Franco Basaglia (1924 – 1980). (por Antonio Samarone)

Antonio Samarone, 09 de Dezembro, 2022


 

Revisitando o psiquiatra italiano Franco Basaglia, percebe-se os descaminhos da psiquiatria orgânica atual sob o domínio da indústria farmacêutica. A necessidade do lucro impulsionou o consumo das drogas psicoativas. Para justificar “cientificamente” esse super consumo, a medicina produziu novos diagnósticos e, epidemiologicamente, os transtornos mentais dispararam.

A luta de Basaglia contra os grandes confinamentos em hospitais psiquiátricos, em libertar das grades dos manicômios milhares de vítimas, não contava com a dependência futura dessa gente às prateleiras das farmácias.

Os presos pela dependência medicamentosa são quimicamente privados da liberdade. A prisão deixou de ser física e passou a ser química.

O capitalismo produz mercadorias e cria as necessidades do seu consumo. Independe se as mercadorias são automóveis ou medicamentos.

A experiência de Basaglia na Itália foi importante para a luta antimanicomial no Brasil. Falo do início das Caps e da psiquiatria social – década de 1980.

No momento, a psiquiatria tomou outros rumos, tornando-se uma atividade hegemonizada pelo mercado, encoberta pela legitimidade de uma ciência encomendada.

Pinel libertou os pacientes das prisões e os colocou em outra, nos manicômios. Basaglia os libertou dos manicômios e os empurrou para a prisão da dependência dos psicofármacos. Definitivamente, a história da psiquiatria não é a história dos doentes.

A experiência de Basaglia na gestão do Hospital Psiquiátrico de Gorizia, traduzida em sua obra prima, “A Instituição Negada”, mexeu com a psiquiatria no mundo.

Basaglia exerceu grande influência no Brasil. Em 1979, no auge do hospitais psiquiátrico estatais (tipo Juqueri e Barbacena), do surgimento dos hospitais psiquiátricos privados, financiados pelo INAMPS, ele visitou o Brasil, atiçando o debate.

Franco Basaglia foi excomungado pelo mercado, deturpado, ridicularizado, para abrir as portas dessa psiquiatria americanizada, centrada na dependência dos psicofármacos. Nas escolas de medicina, se ensina até hoje que Franco Basaglia criou a anti-psiquiatria.

Concluir recentemente uma especialização em psiquiatria. Não ouvi falar em Franco Basaglia. O modelo de atenção atual da psiquiatria não me convenceu.

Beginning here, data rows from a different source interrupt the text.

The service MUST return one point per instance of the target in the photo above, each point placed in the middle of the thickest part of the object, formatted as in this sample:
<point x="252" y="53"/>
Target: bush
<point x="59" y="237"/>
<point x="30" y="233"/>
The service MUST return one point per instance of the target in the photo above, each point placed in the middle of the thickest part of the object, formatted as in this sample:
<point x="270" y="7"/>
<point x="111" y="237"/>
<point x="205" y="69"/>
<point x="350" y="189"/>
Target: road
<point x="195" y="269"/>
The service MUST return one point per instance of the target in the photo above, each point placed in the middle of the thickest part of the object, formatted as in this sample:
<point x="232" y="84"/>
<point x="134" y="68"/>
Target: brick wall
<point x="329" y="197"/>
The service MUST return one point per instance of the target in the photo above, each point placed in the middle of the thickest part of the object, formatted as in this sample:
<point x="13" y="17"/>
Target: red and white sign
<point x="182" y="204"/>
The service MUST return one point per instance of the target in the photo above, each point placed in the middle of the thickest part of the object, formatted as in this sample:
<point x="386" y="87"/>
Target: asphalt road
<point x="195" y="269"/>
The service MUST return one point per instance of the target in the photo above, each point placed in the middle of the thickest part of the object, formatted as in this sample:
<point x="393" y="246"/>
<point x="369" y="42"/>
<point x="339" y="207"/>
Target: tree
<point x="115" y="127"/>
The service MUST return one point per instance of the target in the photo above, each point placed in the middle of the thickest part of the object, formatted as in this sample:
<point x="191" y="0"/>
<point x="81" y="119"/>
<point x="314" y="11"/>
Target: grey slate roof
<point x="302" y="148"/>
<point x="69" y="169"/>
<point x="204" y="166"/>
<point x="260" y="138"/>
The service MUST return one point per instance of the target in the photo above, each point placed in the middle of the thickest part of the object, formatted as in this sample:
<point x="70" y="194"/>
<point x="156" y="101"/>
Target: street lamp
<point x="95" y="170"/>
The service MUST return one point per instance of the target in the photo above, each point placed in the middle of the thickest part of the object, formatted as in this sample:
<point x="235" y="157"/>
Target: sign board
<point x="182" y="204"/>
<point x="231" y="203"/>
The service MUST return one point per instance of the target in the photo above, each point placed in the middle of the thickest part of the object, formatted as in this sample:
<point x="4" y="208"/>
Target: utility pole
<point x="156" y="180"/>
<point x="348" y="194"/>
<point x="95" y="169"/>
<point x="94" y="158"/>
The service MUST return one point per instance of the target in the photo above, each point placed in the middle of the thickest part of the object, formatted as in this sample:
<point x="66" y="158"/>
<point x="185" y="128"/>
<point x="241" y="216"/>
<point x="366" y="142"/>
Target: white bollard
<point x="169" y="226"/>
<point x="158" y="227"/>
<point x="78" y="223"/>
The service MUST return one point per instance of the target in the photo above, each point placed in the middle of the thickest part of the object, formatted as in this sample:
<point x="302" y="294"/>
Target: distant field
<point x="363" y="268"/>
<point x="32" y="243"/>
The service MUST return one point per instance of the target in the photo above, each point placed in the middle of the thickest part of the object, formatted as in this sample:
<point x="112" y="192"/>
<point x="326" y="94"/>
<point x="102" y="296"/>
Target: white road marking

A ciência ensinada nos cursos de medicina afirmava que Basaglia negava a loucura, pregava a sua inexistência. Basaglia nunca negou a doença mental. “A loucura existe, é parte da condição humana. Como existe a razão, existe a desrazão. Certamente, uma das terapias mais importantes para combater a loucura é a liberdade.” – Basaglia.

A política de saúde mental do governo Bolsonaro destruiu a rede assistencial centrada nos CAPs e nas ações preventivas. Abriu espaço para as instituições controladas por políticos e evangélicos políticos. Na ausência de alternativas, essas instituições se tornaram o último refúgio para os dependentes. Os novos manicômios possuem as mesmas mazelas dos antigos.

Não estou acompanhando, nem imagino os caminhos da saúde mental no futuro governo Lula.